We can read this equation by stating 2 molecules of hydrogen react with 1 molecule of oxygen to make 2 molecules of water. Since the mole is a counting unit, we can also say 2 moles of hydrogen react with 1 mole of oxygen to produce 2 moles of water. If we use the mole unit, it allows us to translate the actual numbers of grams of each. The molar mass of an atom or molecule is the mass, in grams, that it takes to have 6.02x1023 particles of that atom/molecule. Like all lazy chemists, I prefer to simply write 1 and 2 moles. Not 6.02x1023 and 1.204x1024 molecules.
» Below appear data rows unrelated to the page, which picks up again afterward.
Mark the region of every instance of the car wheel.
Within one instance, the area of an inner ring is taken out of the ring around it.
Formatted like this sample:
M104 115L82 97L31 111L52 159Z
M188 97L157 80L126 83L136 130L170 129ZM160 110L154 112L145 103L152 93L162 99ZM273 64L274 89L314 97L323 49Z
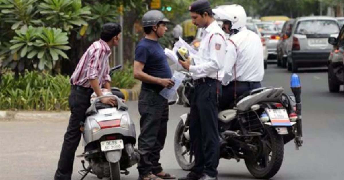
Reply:
M333 68L331 64L327 68L327 82L329 90L331 93L337 93L339 92L340 84L336 80L335 74L333 73Z
M277 67L281 67L281 61L280 56L279 53L277 53Z
M287 58L283 57L282 59L282 67L283 68L287 67Z

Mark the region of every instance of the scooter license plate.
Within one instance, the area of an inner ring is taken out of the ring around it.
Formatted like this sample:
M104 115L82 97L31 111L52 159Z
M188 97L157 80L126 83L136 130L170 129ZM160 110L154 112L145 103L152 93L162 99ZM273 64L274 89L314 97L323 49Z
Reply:
M106 151L113 150L123 149L124 148L123 140L116 139L110 141L102 141L100 142L101 151Z
M268 114L272 126L290 126L292 125L286 109L268 109Z

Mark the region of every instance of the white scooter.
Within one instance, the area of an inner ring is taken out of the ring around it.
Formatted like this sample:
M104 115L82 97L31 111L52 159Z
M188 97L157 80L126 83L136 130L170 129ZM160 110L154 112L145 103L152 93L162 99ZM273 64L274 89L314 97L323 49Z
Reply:
M111 68L110 73L121 67ZM81 161L84 169L79 171L82 176L80 180L89 173L99 179L120 180L120 174L129 174L127 169L139 160L139 155L134 148L135 126L122 100L124 96L117 88L111 88L111 93L93 101L86 112L85 123L80 125L84 152L77 157L84 157L89 165L86 167L85 161ZM100 102L101 98L108 97L116 99L117 107Z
In this case we are given 10.5 of hydrogen and 36.9 grams of oxygen. Convert those bvalues into moles:
H2: (10.5 g)/(2 g/mole) = 5.25 moles
O2: (36.9 g)/(32 g/mole) = 1.153 moles
Note that although we have over 4 times the mass of oxygen than of hydrogen, we only have about 1/5 the number of moles. Granted, the equation says we need 2 hydrogens for every 1 oxygen, but it is still clear that we won't have enough oxygen molecules to react with all the hydrogen molecules.
Oxygen thus becomes the "limiting reagent." The reaction will stop once the O2 molecules are consumed. We need to base our prediction of water on the amount of O2 we are given (1.153 moles).
The equation states we should expect 2 moles of H2O for every 1 mole of O2. If all of the O2 is consumed, we'd get 2*1.153 or 2.31 moles of H2O. Convert to grams (2.31 moles*18 grams/mole) = 41.5 grams of water.
Bob
[Note that we can determine the amount of oxgen remaining. If all 1.153 moles of the oxygen were consumed, it would require twice that many moles of H2. That is 2.306 moles of hydrogen consumed, leaving 2.94 moles unreacted. That's 5.89 grams of the precious gas. A Waste!
Out of curiosity, the Law of Conservation of Mass tells us we should have the same total mass after the reaction. Let's see if that is true:
Initial (g): H2 O2 Final: H2O Leftover H2
10.5 36.9 41.5 5.89
Totals: Initial: 47.4 grams Final: 47.4 grams
Nice.
Bob